Ever have your hip pop and you think, oh, that didn’t sound great? You need some stretching in your life. Hip flexor exercises and stretches are necessary for increasing strength and mobility in your posterior region. After sitting all day, you need to remind yourself why it’s important to sometimes take a minute to do a little stretch or exercise so that your body is able to release any tension. I’m here to save the day with simple workouts for your hips. So the next time that your hip pops, remember, your hips don’t lie … just do the feel-good routine below.
Assisted Standing Hip Extension
Standing Quad Stretch
Single-Leg Hip Flexor Stretch
Standing Side Body Stretch
The Move: Assisted Standing Hip Extension
How to: Stand with feet shoulder-width apart and place your hands on your tailbone. Gently push your hips forward and hold for 5-10 seconds before engaging your core and coming back to neutral. Perform this movement until you feel your hip flexors start to allow you to shift forward comfortably, or a maximum of 10 rounds of 10 seconds.
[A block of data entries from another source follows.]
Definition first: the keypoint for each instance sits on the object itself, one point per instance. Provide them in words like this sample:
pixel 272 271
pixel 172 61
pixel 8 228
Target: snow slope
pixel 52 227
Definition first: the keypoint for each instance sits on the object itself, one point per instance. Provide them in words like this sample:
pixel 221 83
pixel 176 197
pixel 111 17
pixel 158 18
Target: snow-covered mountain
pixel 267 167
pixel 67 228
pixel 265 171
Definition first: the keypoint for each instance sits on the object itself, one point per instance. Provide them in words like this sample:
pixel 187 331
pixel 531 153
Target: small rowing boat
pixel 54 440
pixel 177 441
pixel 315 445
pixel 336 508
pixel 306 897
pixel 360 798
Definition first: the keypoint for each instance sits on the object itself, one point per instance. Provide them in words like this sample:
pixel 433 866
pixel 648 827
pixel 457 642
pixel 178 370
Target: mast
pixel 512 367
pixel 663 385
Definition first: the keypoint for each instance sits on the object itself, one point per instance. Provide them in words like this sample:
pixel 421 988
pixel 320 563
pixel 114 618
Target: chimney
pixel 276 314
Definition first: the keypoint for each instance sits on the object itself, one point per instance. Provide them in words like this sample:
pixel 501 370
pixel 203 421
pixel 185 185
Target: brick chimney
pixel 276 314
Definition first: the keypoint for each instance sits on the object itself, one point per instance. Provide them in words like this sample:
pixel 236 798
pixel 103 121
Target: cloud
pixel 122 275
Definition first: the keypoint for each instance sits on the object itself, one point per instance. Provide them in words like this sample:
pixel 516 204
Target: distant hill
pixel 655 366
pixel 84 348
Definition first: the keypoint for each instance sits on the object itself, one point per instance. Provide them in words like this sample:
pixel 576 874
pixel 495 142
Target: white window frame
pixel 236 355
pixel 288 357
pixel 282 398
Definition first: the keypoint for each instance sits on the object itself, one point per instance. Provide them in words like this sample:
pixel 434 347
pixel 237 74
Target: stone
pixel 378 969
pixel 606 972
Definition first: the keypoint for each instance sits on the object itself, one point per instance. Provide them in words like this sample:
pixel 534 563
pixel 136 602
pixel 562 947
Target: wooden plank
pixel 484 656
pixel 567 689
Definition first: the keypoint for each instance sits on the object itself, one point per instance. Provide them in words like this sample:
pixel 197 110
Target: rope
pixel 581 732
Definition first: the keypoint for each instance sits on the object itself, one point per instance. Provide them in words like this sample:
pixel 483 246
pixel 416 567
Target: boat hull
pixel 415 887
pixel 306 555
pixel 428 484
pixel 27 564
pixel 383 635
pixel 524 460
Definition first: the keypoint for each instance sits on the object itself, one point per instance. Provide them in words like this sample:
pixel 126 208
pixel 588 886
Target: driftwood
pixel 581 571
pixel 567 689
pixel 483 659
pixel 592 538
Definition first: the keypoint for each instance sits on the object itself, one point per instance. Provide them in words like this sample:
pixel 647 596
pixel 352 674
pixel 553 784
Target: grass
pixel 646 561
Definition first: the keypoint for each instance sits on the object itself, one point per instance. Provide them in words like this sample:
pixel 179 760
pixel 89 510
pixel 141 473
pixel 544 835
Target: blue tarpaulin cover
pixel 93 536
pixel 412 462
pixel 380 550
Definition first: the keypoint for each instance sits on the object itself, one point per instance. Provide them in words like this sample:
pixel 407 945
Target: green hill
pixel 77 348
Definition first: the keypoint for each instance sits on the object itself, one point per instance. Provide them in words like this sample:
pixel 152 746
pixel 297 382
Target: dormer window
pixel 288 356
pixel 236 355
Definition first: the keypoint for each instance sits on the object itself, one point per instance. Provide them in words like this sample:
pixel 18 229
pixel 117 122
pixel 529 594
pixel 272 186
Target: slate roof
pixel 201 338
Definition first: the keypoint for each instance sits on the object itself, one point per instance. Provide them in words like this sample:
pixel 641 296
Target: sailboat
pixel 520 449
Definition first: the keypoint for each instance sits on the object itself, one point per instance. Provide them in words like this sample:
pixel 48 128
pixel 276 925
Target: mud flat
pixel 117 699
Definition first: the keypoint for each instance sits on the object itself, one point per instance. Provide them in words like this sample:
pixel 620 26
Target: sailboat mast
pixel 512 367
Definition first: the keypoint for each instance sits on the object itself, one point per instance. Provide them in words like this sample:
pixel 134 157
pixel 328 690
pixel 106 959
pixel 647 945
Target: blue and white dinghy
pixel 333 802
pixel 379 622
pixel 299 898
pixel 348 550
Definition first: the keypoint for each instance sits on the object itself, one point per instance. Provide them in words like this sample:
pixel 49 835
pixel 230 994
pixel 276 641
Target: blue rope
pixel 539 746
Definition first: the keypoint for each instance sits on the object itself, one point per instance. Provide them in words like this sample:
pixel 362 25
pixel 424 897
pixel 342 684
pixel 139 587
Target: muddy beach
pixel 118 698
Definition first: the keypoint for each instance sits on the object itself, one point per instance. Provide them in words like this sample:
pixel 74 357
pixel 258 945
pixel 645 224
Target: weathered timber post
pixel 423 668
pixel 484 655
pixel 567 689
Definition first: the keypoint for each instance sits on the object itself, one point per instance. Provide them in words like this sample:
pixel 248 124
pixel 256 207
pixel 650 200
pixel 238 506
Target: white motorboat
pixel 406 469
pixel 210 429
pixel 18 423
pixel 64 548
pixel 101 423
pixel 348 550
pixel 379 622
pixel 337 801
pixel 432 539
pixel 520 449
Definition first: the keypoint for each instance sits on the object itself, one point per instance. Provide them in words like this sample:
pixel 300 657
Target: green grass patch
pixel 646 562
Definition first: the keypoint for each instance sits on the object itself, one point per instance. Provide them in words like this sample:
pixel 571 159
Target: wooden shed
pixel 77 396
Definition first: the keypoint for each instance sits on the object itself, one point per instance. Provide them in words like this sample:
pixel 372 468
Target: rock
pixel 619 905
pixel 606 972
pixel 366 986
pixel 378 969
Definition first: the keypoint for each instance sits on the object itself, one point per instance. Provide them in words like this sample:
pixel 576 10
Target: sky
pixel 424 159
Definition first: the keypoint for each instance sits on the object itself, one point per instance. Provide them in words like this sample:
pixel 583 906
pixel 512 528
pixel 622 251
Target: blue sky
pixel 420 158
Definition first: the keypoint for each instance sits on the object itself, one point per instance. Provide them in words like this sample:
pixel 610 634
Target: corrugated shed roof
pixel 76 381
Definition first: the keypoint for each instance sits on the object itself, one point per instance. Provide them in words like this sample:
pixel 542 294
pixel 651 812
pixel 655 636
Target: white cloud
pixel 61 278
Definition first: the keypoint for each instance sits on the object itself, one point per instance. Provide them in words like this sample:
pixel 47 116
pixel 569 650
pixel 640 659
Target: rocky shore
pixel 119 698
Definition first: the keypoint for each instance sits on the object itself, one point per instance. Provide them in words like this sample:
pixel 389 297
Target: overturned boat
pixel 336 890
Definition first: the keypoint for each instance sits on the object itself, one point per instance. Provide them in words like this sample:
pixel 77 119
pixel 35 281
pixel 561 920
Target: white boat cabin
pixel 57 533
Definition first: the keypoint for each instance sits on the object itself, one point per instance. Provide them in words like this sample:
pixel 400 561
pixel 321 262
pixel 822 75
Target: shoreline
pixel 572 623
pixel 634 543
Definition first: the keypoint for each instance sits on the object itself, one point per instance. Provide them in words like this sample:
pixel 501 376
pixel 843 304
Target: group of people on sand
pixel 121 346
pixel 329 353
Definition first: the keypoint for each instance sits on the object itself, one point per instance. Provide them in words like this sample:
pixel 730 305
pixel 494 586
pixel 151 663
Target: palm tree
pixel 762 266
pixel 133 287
The Move: Standing Quad Stretch
How to: This exercise is best for your knees and hips! If you need support from a wall or bench, grab on, but make sure to stay upright. The most important step is to shift your hips into a neutral position and don’t bend at the hip. This really helps the rectus femoris open up as it has been shortened by being in a seated position all day.
The Move: Single-Leg Hip Flexor Stretch
How to: Start with one leg out in front and stack your back knee under your hip and shoulder to start. Rotate your pelvis to neutral to assure your hips and legs are getting the most out of this stretch and gently lift your arm in the air to open your front side body. Feel free to shift forward with your hip as you feel comfortable.
The Move: Press Ups
How to: This exercise is fantastic for lower back flexion and hip flexor opening. Since we are seated all day, our lower back tends to be rounded and our posture is usually pretty poor. Our hips also suffer as they are shortened and bent for long periods of time. Lie flat on your stomach with your hands beside your chest and exhale to press your chest up off the ground. Feel free to sink and raise around your shoulders to feel what helps you the most and make sure your glutes are relaxed. Lower back down and perform this for up to 2 minutes, lowering every 10-15 seconds and breathing deeply.
The Move: Standing Side Body Stretch
How to: Because you are standing or sitting all day, your frontal motion does not get exercises, and you may be tight in this plane of motion. Stretching your hips and obliques is so beneficial for injury prevention and spine health too. Cross one leg behind the other and lean away from the leg that is in the back by lifting your arm beside your head and allowing your hip to shift to that side. Reach your arm over and place your other hand on your hip to support this push. Switch legs and don’t forget to come back to neutral in between.